Podczas posiedzenia Sejmu głos zabrał także Konrad Berkowicz. Polityk Konfederacji uznał, że "żyjemy w państwie traktującym dorosłych ludzi jak dzieci lub przestępców".
- Każdy dorosły powinien być wolny. To oznacza, że wolność mojej pięści kończy się na wolności twojego nosa. Powinienem móc robić wszystko, dopóki nie naruszam wolności drugiego człowieka i go nie krzywdzę. Mogę szkodzić sobie, choćby po to, aby uczyć się na błędach - stwierdził przy Wiejskiej.
Joint w Sejmie - nie pierwszy raz
Po tych słowach poseł wyciągnął z kieszeni przedmiot przypominający "jointa", czyli skręconego "papierosa" z dodatkiem marihuany.
- Dorosłemu człowiekowi za posiadanie czegoś takiego grozi kara do 3 lat więzienia. Tymczasem, zgodnie z polskim prawem, kto upije 10-latka alkoholem, jest zagrożony karą do 2 lat pozbawienia wolności. To skandal, antywolność i totalitaryzm. Trzeba z tym skończyć - zaapelował polityk Konfederacji.

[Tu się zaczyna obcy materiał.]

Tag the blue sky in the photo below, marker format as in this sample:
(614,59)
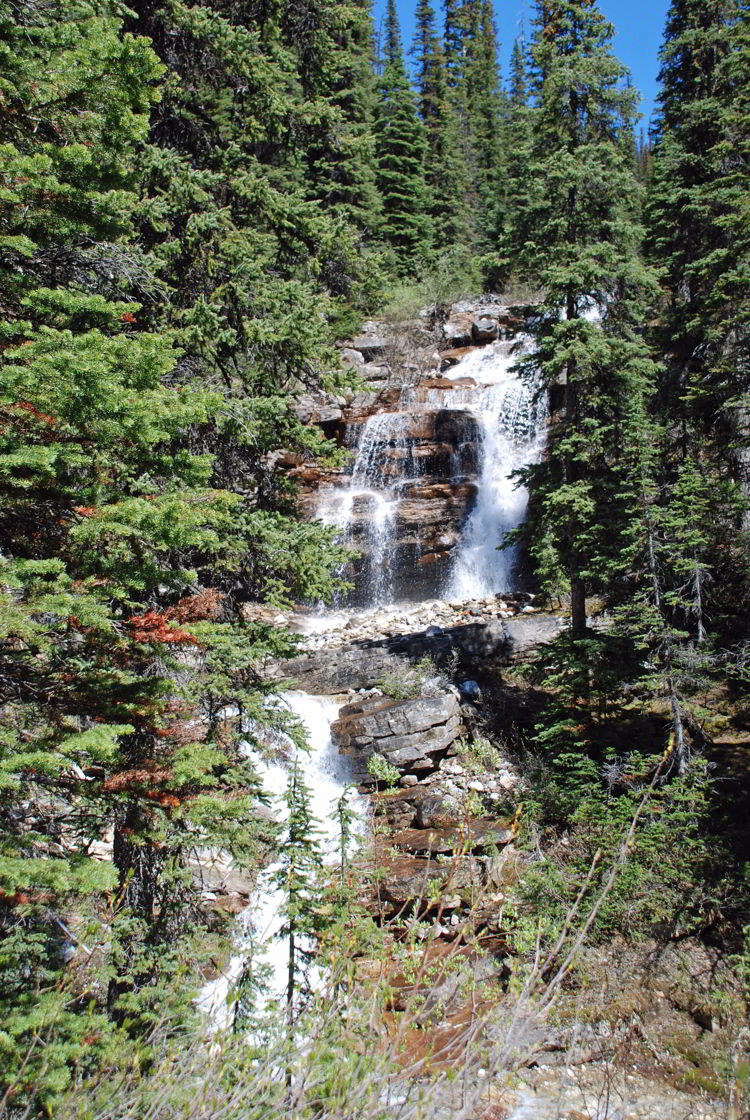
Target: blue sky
(639,28)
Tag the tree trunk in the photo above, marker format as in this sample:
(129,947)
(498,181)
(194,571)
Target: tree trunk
(578,607)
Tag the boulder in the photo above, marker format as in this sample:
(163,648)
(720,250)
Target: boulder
(352,356)
(476,836)
(453,355)
(458,330)
(484,329)
(406,877)
(369,346)
(317,408)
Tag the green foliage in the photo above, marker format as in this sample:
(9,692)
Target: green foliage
(673,874)
(400,149)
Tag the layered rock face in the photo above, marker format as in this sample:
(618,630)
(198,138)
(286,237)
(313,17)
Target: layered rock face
(416,439)
(412,735)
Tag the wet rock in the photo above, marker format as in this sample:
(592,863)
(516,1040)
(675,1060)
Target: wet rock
(369,346)
(406,877)
(458,330)
(350,356)
(484,329)
(405,733)
(475,836)
(452,356)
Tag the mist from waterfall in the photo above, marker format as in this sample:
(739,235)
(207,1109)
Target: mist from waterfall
(260,945)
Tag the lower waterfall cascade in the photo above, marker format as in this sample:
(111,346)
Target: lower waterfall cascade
(259,940)
(491,421)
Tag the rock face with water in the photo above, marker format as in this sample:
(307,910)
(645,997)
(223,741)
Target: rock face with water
(429,495)
(411,735)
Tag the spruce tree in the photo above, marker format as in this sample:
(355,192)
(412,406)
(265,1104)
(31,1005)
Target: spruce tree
(577,236)
(696,226)
(298,877)
(447,171)
(485,100)
(400,147)
(141,506)
(335,45)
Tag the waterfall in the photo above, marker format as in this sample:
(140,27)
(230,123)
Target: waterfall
(384,463)
(509,414)
(258,942)
(513,417)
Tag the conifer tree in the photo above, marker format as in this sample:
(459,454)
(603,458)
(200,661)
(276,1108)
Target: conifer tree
(301,861)
(485,106)
(447,173)
(140,509)
(335,45)
(400,147)
(577,236)
(696,205)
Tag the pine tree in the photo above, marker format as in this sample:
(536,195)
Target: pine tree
(298,877)
(485,108)
(335,45)
(446,169)
(140,506)
(400,147)
(578,238)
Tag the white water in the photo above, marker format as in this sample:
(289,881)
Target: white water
(259,943)
(512,423)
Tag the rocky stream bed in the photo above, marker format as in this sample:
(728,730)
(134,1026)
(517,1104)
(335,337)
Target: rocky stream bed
(413,662)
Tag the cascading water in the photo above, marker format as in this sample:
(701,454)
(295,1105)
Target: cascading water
(259,943)
(374,494)
(509,416)
(513,417)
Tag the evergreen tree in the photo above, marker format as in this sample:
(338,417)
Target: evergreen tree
(696,226)
(140,504)
(485,106)
(578,236)
(400,147)
(446,168)
(335,46)
(298,876)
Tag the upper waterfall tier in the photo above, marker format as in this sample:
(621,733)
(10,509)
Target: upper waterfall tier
(431,492)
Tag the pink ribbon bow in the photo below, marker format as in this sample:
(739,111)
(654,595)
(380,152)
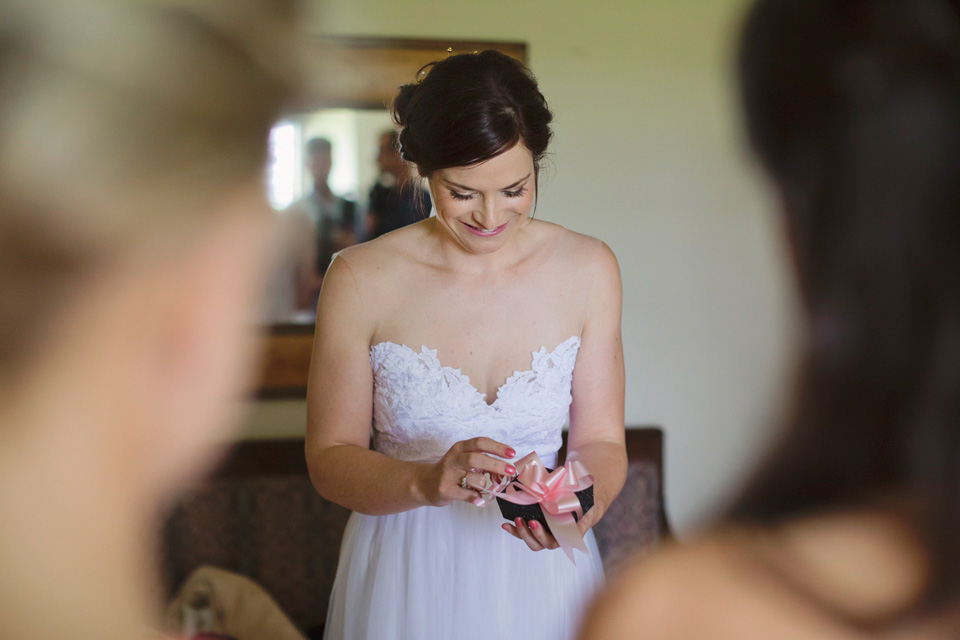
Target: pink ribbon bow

Podobny happening blisko przed dekadą zrobił inny polityk. W 2012 roku w dzień marihuany Janusz Palikot zapalił kadzidełko w jednym z pokoi sejmowych (choć zapowiadał zapalenie jointa). Jednocześnie ówczesny Ruch Palikota domagał się powołania w Sejmie zespołu ds. racjonalnej polityki narkotykowej, który miał się zajmować opracowaniem nowego projektu ustawy o przeciwdziałaniu narkomanii.